Uma série subsequente de experimentos mostrou que o processo completo de duas etapas usando a Máquina Habermas aumentou o nível de concordância no grupo em comparação com as opiniões iniciais dos participantes antes de iniciar a mediação de IA. No geral, os investigadores descobriram que a concordância aumentou em média oito pontos percentuais, o que equivale a quatro em cada 100 pessoas mudarem de opinião sobre um tema sobre o qual estavam originalmente divididas.

No entanto, os investigadores sublinham que nem sempre os participantes se distanciaram ou mudaram de ideias para apoiar a opinião da maioria.

A equipa encontrou resultados semelhantes utilizando a máquina Habermas numa assembleia virtual de cidadãos, onde 200 participantes, representando a população do Reino Unido, foram convidados a considerar questões relacionadas com tópicos que vão desde o Brexit até aos cuidados infantis universais.

Os pesquisadores dizem que uma análise mais aprofundada, examinando como o sistema de IA representa os textos recebidos em forma numérica, lançará luz sobre como ele gera declarações de grupo.

“O que (a Máquina Habermas) parece ser o que estou fazendo é geralmente respeitar a posição da maioria em cada um dos nossos pequenos grupos, mas em certo sentido tentar escrever um pedaço de texto que não faça com que a minoria se sinta profundamente privada de direitos – portanto , em certo sentido, reconhecerá a visão minoritária.” Summerfield disse.

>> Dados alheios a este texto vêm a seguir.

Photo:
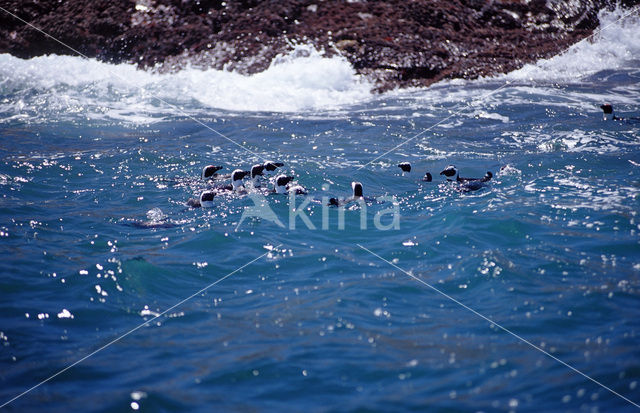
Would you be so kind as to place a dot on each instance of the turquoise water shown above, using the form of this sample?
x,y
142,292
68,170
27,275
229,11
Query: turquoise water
x,y
548,250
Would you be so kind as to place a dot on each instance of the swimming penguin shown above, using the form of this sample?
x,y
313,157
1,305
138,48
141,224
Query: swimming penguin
x,y
205,200
236,181
609,115
270,166
281,186
256,171
466,184
210,172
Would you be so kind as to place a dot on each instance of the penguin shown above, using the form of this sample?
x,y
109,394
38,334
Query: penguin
x,y
466,184
281,186
236,181
256,171
270,166
211,172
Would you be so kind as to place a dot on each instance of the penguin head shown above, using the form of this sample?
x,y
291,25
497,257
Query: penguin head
x,y
281,183
450,172
357,189
209,171
237,176
257,170
271,166
206,199
607,109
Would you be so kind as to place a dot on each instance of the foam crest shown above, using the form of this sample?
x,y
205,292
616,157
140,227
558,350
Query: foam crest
x,y
303,80
614,46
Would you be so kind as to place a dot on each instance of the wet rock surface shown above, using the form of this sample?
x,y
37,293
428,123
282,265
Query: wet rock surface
x,y
395,43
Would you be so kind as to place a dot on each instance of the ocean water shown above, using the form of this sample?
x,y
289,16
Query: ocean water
x,y
97,161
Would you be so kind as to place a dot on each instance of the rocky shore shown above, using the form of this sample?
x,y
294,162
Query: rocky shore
x,y
395,43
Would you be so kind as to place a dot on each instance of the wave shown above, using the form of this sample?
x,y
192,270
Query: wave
x,y
302,80
614,46
305,80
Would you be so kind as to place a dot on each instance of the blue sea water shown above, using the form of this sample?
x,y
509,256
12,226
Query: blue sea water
x,y
95,239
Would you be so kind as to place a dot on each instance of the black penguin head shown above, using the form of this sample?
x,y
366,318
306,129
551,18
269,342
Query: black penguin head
x,y
206,199
271,166
256,170
207,196
283,180
607,108
405,166
209,171
450,172
357,189
239,174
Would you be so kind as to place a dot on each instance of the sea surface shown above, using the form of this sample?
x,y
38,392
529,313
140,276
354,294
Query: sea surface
x,y
471,302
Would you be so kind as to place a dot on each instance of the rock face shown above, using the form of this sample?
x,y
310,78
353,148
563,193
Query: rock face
x,y
396,43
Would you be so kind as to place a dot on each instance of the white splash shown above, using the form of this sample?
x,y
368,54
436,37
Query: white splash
x,y
303,80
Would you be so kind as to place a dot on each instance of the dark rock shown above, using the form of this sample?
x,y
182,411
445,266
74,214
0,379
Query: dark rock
x,y
395,43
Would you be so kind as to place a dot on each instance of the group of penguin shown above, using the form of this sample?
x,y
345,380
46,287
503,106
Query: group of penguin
x,y
282,184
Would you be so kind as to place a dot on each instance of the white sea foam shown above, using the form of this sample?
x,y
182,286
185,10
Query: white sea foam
x,y
614,46
304,81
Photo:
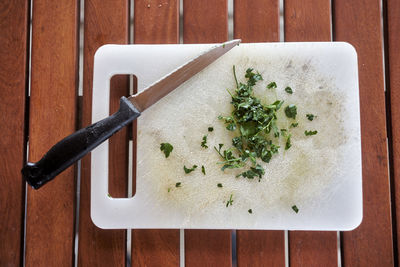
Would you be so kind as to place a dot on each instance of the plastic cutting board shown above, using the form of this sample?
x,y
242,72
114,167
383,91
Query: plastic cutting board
x,y
321,174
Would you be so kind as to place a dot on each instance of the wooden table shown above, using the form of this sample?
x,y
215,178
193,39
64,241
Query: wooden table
x,y
40,103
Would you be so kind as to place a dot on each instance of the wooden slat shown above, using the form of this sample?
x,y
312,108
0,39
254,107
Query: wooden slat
x,y
310,21
208,248
256,21
359,22
393,38
13,76
258,248
105,22
53,102
206,22
155,247
313,248
155,22
307,21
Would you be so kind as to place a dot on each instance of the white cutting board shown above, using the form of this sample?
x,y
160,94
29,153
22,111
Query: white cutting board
x,y
321,174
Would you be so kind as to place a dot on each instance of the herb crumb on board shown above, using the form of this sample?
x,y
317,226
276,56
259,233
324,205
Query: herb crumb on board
x,y
187,170
166,148
295,209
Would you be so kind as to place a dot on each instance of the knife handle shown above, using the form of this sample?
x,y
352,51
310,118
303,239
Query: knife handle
x,y
73,147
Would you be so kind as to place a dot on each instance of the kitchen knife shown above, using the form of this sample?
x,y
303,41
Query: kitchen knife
x,y
73,147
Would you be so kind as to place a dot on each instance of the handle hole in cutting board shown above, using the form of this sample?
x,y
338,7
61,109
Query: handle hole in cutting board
x,y
122,161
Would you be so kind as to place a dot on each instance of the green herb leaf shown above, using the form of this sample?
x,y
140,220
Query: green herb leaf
x,y
272,85
308,133
294,207
291,111
204,142
189,170
253,172
231,127
252,77
230,201
166,148
288,142
289,90
310,117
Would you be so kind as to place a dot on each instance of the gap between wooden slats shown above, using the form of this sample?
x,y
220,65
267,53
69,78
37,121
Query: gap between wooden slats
x,y
50,211
206,22
392,60
155,22
14,58
310,21
371,243
258,21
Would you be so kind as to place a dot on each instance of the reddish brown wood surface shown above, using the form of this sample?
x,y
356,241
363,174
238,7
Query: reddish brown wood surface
x,y
205,21
155,247
359,23
259,248
307,21
156,21
13,77
313,248
51,210
310,21
393,57
208,248
256,21
98,247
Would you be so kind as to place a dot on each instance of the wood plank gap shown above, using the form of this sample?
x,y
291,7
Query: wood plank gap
x,y
364,34
390,129
26,126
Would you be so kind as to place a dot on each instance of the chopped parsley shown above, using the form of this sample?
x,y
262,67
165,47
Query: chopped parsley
x,y
230,201
294,207
189,170
288,142
255,127
291,111
272,85
253,172
289,90
204,142
166,148
308,133
310,117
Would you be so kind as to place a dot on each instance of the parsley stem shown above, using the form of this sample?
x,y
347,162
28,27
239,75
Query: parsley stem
x,y
234,74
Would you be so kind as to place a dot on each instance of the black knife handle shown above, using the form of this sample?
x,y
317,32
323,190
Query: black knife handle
x,y
75,146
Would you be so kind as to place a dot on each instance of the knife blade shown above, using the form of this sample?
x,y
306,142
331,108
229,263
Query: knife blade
x,y
73,147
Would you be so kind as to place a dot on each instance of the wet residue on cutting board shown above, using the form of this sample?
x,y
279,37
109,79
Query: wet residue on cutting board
x,y
300,176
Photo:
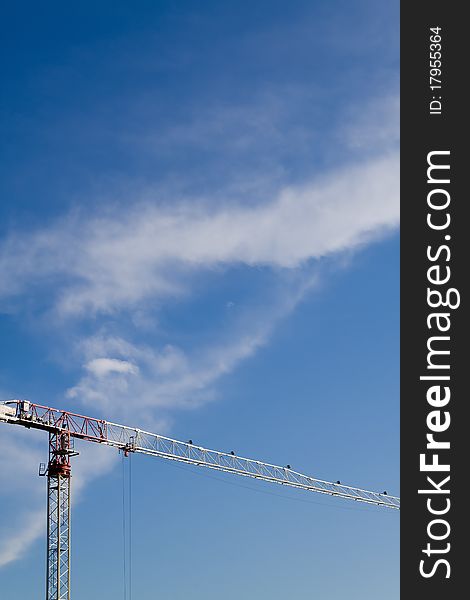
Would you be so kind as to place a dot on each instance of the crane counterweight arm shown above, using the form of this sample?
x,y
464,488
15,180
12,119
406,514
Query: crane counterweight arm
x,y
130,439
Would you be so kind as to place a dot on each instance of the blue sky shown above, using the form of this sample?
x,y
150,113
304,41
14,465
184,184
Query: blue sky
x,y
199,236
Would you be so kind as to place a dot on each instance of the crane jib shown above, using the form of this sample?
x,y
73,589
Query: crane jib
x,y
128,439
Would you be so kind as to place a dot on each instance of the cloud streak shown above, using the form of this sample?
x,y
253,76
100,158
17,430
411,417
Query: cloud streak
x,y
112,262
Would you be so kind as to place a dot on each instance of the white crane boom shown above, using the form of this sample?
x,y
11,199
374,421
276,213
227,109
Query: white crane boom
x,y
129,439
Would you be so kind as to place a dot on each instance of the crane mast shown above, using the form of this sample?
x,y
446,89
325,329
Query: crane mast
x,y
64,427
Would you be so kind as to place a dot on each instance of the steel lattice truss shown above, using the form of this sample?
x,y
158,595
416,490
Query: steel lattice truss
x,y
58,538
130,439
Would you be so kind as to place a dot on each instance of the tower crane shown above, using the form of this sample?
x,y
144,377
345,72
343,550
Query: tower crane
x,y
64,427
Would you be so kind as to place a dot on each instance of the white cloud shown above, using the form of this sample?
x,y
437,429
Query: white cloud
x,y
100,367
116,261
125,258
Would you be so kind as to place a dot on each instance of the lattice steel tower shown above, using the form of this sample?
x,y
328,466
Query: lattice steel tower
x,y
58,474
64,427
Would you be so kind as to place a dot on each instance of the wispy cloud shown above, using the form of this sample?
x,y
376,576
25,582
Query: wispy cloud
x,y
115,261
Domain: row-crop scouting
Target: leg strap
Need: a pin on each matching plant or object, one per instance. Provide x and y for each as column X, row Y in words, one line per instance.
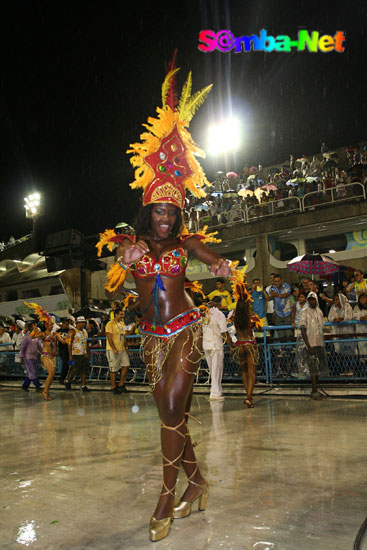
column 167, row 462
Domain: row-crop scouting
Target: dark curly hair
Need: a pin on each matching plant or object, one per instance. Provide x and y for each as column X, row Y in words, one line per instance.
column 142, row 222
column 242, row 314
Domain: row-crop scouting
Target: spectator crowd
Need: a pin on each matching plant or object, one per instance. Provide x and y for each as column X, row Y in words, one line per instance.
column 256, row 192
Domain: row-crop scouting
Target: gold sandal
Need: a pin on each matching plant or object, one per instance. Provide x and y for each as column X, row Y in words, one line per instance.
column 159, row 528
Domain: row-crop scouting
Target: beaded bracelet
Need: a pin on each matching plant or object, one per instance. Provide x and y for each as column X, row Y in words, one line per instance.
column 126, row 267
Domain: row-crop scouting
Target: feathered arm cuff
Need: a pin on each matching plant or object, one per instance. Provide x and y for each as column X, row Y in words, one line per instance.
column 116, row 276
column 195, row 286
column 201, row 235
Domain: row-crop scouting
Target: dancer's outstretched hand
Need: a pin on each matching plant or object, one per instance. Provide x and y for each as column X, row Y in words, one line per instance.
column 220, row 268
column 135, row 251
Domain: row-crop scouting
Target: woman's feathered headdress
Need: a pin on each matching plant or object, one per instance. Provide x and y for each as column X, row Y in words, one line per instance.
column 39, row 311
column 165, row 159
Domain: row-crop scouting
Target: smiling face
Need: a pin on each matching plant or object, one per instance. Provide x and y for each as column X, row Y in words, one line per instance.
column 164, row 217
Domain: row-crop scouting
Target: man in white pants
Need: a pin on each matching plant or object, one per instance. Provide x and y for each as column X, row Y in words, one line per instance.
column 117, row 356
column 214, row 333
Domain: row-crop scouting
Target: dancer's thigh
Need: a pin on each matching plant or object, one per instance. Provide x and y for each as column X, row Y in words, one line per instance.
column 49, row 364
column 173, row 392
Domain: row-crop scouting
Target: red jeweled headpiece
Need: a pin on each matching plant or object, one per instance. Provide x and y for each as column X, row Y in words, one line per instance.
column 165, row 160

Contudo, a própria Máquina Habermas revelou-se controversa e outros investigadores observaram que o sistema não ajudou a traduzir considerações democráticas em políticas.

A Dra. Melanie Garson, especialista em resolução de conflitos da UCL, acrescentou que, embora estivesse optimista em relação à tecnologia, uma preocupação era que algumas minorias pudessem ser demasiado pequenas para influenciar tais declarações de grupo e, ainda assim, o resultado poderia afectá-las com um impacto desproporcional.

Ela também observou que a Máquina Habermas não dá aos participantes a chance de explicar seus sentimentos e, portanto, desenvolver empatia por pessoas com pontos de vista diferentes.

Basicamente, disse ela, ao usar a tecnologia, o contexto é fundamental.

“(Por exemplo) que valor isto acrescenta à percepção de que a mediação é mais do que apenas encontrar um acordo?” Garson disse. “Às vezes, se for no contexto de um relacionamento contínuo, trata-se de ensinar comportamentos.”